On March 20, the “Spiritus” group met for a Jewish-Christian Habitat for Humanity Build Day in North Nashville. “Spiritus” is an interfaith group of Christian and Jewish Nashvillians, formed in 2019, who explore and live shared experience of their faith together. The group is led by Dr. Jon Roebuck, Executive Director for The Reverend Charlie Curb Center for Faith Leadership and Rabbi Mark Schiftan and meets weekly via zoom to discuss the intersection of faith and culture.

The Habitat for Humanity Build Day marks the first time the group has been together in person. “Habitat for Humanity of Greater Nashville is delighted to welcome Spiritus to the build site this year for their first build experience,” said a representative from Habitat for Humanity. “We are also delighted to be the host of the first in-person gathering of this special and unique faith organization.”

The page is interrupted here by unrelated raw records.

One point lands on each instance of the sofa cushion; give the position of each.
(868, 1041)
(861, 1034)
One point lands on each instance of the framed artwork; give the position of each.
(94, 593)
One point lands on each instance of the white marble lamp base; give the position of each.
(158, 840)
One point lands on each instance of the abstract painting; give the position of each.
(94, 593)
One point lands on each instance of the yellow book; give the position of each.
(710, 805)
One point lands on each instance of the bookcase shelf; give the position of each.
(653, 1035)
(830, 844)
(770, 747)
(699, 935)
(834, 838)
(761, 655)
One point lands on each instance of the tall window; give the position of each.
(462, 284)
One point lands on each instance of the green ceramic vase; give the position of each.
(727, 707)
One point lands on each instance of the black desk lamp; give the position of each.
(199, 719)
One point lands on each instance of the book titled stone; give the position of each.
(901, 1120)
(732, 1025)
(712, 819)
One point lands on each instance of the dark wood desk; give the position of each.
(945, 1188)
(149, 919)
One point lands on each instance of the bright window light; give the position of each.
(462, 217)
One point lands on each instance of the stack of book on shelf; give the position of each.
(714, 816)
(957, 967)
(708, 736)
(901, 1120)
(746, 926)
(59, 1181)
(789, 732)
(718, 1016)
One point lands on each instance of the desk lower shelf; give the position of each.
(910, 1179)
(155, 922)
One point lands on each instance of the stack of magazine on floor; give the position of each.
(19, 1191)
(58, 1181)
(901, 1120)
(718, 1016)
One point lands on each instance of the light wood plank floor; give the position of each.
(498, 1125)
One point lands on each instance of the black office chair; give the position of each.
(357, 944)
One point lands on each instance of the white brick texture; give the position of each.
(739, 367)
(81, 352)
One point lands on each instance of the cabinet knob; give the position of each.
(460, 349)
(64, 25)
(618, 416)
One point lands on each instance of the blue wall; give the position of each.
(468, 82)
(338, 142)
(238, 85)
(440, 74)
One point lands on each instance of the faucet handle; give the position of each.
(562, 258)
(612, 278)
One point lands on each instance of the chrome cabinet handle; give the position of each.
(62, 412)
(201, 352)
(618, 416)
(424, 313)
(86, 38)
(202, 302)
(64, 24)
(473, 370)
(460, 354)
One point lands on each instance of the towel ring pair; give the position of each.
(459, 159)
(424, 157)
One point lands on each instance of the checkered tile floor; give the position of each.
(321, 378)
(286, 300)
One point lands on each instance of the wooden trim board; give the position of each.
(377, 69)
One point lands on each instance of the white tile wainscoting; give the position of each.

Spiritus Habitat for Humanity Build

Guthrie Participates in Emerging Scholars Network

Professor of Theology Dr. Steven Guthrie spent March 25-27 participating in the Emerging Scholars Network at Laity Lodge in Texas. The Emerging Scholars Network includes faculty from Duke, Baylor, Fuller Theological Seminary, Yale, Wheaton and other institutions. 

The group gathered to plan a volume of essays on the Holy Spirit and the arts. Guthrie wrote and presented an introductory chapter at the gathering, which the other contributors will engage with in composing their own essays.

Duke Initiatives in Theology and the Arts (DITA) sponsored the project, under the direction of Professor Jeremy Begbie, who recently spoke at the dedication of the piano in Belmont’s Gabhart Chapel.